A single mother who raised two “only children” born 15 years apart, she is also on the board of the YWCA (You, Women, Children, All of us), one of the oldest and largest women’s organizations in the country. It offers Boulder’s only drop-in daycare and provides women with career counseling.

Marianne Ballantine

Majority owner of Ballantine Environmental Resources

Marianne Ballantine’s Ballantine Environmental Resources specializes in environmental education and ecological restoration nationwide. Ballantine runs the company alongside her husband, Todd Ballantine, and says the business could not operate without the synergy of their talents. Marianne Ballantine operates the business and administrative end of things. Todd Ballantine, a wetland biologist, is an environmental guru who pioneered the first EPA-approved reclaimed water technique.

The company works with the U.S. Fish and Wildlife Service and the National Parks Service to create visitor centers and interpretive signs along trails to educate visitors.

Marianne Ballantine’s work was recently recognized by Make Mine a Million (M3) Dollar Business, a national organization that aims to support women-owned businesses.

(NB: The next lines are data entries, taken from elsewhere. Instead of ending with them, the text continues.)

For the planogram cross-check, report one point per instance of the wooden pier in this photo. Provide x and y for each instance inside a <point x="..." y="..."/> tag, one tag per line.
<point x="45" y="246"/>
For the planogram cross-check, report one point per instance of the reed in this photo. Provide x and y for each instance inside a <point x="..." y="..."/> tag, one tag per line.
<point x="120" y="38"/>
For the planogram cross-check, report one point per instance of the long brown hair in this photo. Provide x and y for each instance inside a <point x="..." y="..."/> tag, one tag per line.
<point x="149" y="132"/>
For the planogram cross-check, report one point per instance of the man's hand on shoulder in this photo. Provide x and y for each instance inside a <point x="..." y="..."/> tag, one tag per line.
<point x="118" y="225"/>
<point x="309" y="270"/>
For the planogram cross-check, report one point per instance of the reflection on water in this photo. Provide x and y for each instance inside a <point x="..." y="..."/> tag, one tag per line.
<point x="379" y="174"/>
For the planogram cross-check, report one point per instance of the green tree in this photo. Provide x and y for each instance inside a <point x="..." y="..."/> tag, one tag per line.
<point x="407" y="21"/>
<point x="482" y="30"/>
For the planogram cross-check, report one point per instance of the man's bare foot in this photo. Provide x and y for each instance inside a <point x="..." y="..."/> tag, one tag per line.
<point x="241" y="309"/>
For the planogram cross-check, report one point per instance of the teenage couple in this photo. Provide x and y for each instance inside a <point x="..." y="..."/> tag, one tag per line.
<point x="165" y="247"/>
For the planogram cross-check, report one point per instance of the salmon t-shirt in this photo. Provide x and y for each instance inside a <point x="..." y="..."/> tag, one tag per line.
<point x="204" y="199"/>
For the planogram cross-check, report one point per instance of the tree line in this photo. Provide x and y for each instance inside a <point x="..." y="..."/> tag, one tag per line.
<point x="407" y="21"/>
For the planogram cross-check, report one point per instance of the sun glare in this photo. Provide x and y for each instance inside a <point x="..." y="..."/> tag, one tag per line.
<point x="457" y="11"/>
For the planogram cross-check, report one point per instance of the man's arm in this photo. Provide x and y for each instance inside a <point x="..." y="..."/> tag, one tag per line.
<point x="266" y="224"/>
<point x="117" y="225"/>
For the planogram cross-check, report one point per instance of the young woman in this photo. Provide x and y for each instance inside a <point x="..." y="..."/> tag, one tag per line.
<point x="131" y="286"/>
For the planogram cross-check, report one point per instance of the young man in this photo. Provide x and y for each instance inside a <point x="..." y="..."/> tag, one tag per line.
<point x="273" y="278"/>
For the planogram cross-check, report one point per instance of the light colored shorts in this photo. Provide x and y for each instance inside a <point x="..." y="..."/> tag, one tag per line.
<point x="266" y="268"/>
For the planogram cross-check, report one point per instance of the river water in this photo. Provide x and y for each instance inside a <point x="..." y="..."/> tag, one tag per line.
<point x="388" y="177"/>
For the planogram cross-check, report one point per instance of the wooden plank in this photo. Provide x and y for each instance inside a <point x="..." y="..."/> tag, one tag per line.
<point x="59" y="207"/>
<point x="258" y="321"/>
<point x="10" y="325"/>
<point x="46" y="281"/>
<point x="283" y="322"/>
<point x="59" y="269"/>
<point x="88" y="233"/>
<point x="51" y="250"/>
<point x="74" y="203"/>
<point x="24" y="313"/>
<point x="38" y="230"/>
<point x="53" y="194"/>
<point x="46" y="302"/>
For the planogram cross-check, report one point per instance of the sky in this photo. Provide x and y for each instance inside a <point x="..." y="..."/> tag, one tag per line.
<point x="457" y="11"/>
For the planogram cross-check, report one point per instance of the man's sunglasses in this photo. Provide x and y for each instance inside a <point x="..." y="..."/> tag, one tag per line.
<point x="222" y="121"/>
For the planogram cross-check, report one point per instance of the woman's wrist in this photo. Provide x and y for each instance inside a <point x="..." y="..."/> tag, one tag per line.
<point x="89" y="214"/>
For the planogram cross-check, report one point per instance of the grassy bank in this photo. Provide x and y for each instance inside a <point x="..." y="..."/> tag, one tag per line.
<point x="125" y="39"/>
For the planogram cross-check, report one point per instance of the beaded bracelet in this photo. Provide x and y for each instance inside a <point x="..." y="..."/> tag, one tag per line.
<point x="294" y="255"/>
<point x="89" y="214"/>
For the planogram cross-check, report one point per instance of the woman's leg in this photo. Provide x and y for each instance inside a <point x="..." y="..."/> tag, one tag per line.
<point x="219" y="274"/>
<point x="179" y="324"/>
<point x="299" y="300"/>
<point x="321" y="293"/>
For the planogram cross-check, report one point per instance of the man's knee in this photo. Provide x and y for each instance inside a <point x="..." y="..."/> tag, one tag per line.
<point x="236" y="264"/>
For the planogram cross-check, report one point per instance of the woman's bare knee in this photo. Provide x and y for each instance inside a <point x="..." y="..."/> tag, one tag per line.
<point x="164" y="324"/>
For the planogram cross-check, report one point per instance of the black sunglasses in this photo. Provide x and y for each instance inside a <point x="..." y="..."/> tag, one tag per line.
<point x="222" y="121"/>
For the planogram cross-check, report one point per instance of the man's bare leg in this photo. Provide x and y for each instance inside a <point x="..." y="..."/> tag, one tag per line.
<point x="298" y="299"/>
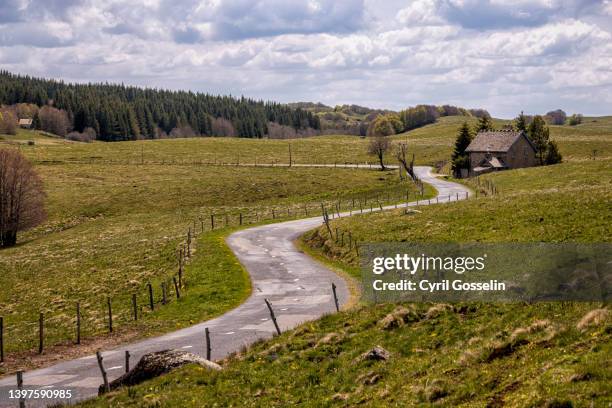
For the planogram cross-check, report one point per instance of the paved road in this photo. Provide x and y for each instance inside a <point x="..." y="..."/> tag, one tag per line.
<point x="298" y="288"/>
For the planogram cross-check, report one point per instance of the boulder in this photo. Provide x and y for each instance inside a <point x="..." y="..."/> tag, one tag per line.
<point x="152" y="365"/>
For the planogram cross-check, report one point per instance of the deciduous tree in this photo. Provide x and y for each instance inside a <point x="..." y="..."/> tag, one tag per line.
<point x="21" y="196"/>
<point x="379" y="145"/>
<point x="539" y="135"/>
<point x="460" y="159"/>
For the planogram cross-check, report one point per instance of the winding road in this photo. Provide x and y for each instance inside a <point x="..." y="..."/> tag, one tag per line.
<point x="298" y="288"/>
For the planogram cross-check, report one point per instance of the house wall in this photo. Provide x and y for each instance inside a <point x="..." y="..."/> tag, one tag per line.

The organization teaches female business owners how to pitch their businesses to venture capitalists in a two-minute presentation. As a winner of the annual M3 business award last year, she received eight months of executive coaching. Following her own experience with M3, she decided to coordinate this year’s meet-up to help support other women-owned businesses in reaching the million-dollar mark in revenue.

Marianne Ballantine says she believes women are going to be the real leaders in sustainable business in the future.

“Women generally make more sustainable and healthy choices and decisions,” she says.

That’s not to take anything away from her other half. As Ballantine explains, “very few couples would be as happy working together as we are.”